# Federated Hierarchical Statistics 

In this example, we will show how to generate federated hierarchical statistics for data that can be represented as Pandas Data Frame.

## Set Up NVFLARE

Follow the [Getting Started](https://nvflare.readthedocs.io/en/main/getting_started.html) to setup virtual environment, get the latest NVFLARE source, build it and  install NVFLARE.

## Install requirements
First, install the required packages:

In [None]:
%pip install -r requirements.txt


## Prepare data

In this example, we are using synthetic anonymous students scores datasets generated for student belonging to 7 different universities.

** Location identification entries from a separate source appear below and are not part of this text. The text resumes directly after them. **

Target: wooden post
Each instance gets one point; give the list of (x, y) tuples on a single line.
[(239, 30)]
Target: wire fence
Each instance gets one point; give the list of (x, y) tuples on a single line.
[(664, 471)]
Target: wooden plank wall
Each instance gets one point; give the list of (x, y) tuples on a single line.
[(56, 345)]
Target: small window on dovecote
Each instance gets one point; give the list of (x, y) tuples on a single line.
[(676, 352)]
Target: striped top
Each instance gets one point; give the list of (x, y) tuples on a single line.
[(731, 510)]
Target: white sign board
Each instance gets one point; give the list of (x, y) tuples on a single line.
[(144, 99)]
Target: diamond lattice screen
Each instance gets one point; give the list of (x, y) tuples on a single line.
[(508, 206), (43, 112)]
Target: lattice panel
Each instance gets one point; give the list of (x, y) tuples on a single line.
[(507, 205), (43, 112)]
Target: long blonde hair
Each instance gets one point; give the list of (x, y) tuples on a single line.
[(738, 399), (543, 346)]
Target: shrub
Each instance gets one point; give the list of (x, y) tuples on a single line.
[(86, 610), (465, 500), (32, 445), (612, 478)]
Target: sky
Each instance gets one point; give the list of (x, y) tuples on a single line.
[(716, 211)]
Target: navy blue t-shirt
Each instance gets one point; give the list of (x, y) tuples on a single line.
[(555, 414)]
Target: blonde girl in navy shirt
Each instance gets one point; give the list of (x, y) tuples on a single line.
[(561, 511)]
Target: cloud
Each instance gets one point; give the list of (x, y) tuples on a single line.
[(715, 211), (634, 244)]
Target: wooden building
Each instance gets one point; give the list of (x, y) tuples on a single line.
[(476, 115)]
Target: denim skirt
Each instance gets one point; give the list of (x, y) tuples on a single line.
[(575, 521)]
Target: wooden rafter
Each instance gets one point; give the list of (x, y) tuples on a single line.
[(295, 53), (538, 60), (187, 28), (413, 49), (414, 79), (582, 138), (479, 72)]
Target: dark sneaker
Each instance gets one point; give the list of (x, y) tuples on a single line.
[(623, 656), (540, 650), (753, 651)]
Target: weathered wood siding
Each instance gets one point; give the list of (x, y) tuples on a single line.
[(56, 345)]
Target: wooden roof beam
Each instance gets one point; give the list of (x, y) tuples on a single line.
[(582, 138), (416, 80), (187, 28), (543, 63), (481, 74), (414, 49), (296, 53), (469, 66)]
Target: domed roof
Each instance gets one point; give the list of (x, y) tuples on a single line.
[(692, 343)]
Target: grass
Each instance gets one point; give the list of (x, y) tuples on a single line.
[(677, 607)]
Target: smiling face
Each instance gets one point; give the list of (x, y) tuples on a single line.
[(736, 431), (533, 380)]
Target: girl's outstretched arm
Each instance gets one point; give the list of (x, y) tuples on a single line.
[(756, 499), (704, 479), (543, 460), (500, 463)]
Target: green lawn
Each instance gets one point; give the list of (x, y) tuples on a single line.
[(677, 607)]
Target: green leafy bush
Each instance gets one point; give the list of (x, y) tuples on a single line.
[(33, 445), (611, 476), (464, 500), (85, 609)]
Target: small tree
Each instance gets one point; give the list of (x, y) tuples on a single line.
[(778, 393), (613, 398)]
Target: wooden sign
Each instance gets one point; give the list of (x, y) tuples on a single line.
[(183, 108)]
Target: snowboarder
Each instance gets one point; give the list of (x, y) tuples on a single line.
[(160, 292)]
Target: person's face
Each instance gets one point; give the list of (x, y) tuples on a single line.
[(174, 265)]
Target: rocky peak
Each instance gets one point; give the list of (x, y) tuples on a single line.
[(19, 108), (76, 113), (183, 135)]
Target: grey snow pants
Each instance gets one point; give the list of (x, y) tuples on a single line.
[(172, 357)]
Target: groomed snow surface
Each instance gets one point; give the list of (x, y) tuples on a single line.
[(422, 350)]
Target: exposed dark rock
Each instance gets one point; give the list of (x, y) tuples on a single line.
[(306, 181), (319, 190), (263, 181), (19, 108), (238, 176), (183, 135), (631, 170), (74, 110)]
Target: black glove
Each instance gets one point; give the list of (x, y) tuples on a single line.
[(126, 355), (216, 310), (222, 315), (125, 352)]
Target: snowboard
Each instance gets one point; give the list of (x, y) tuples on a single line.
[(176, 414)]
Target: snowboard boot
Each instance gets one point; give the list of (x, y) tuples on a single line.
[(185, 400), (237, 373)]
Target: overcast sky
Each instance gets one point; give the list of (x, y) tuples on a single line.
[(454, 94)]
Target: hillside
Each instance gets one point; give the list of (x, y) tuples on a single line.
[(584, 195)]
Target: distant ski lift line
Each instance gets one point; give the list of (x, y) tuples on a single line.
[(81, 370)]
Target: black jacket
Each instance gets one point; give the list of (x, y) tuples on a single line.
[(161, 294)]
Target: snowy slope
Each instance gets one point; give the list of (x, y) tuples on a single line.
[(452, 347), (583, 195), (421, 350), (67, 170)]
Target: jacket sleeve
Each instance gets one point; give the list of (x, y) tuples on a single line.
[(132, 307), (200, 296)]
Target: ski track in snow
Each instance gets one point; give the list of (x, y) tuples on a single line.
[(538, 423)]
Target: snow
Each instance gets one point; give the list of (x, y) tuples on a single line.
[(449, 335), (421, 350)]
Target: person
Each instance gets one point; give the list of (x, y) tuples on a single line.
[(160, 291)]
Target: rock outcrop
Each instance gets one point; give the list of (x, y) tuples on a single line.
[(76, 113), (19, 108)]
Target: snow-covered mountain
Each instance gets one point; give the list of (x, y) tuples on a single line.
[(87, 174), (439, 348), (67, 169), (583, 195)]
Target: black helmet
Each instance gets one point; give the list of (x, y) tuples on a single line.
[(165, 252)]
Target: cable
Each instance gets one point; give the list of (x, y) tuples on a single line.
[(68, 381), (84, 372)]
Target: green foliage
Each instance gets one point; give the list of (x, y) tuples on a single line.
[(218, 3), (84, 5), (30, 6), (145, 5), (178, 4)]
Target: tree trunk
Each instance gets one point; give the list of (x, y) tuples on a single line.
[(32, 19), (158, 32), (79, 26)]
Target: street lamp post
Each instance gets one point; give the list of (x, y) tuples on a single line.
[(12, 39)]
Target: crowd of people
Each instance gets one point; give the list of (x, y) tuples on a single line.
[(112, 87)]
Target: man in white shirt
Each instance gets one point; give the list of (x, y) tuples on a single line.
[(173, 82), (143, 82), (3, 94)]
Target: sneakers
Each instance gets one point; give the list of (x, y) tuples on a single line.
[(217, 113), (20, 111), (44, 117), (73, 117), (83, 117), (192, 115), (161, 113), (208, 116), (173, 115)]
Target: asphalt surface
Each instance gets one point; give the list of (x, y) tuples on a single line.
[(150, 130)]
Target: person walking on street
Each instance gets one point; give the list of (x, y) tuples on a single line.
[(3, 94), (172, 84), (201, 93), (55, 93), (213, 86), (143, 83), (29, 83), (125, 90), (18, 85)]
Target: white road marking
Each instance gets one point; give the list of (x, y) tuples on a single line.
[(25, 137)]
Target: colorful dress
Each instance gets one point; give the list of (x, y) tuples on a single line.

Run the script `prepare_data.sh` that generates 7 different datasets each having random number of entries between 1000 to 2000. Each entry in the datasets has three columns - `Pass`, `Fail` and `Percentage`. `Pass`/`Fail` represents whether the particular student passed or failed the exam and `Percentage` represents the overall percentage marks scored by the student.



In [8]:
from utils.prepare_data import prepare_data

prepare_data()

Preparing data at data directory `/tmp/nvflare/data/hierarchical_stats/`...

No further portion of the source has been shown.